Its controversial presidential campaign advertisement was reported by Indonesian Democracy Radar to Bawaslu (GESA) on 20 November 2023 due to alleged violations. The advertisement was first aired on 14 November, the day when presidential serial numbers were drawn, two weeks just prior campaign start on 28 November. Also, the advertisement appears to feature children, although the campaign team claimed that those images were made by artificial intelligence. The Indonesian Children's Protection Commission (KPAI) responded to the advertisement as a misuse.

On 12 December, Prabowo went viral after his commentary about Anies Baswedan ethics by said "ndasmu etik" (English: Ethics, your animal head!) which is considered insulting him. His spokesperson later stated that it was just a joke.

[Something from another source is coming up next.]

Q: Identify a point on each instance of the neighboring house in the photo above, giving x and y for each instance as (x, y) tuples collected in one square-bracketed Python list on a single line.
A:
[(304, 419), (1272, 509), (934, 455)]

On 26 December 2023, during his visit to Aceh, Prabowo stated that Indonesian government must pay attention to the interests of the people who still live under welfare rather than Rohingya refugees.

===Logistics===
Prabowo Subianto's campaign spent 207 billion Indonesian rupiahs (13.22 million 2024 US dollars), ahead of Anies Baswedan 2024 presidential campaign of 49 billion rupiahs but behind Ganjar Pranowo 2024 presidential campaign spendings of 506 billion rupiahs.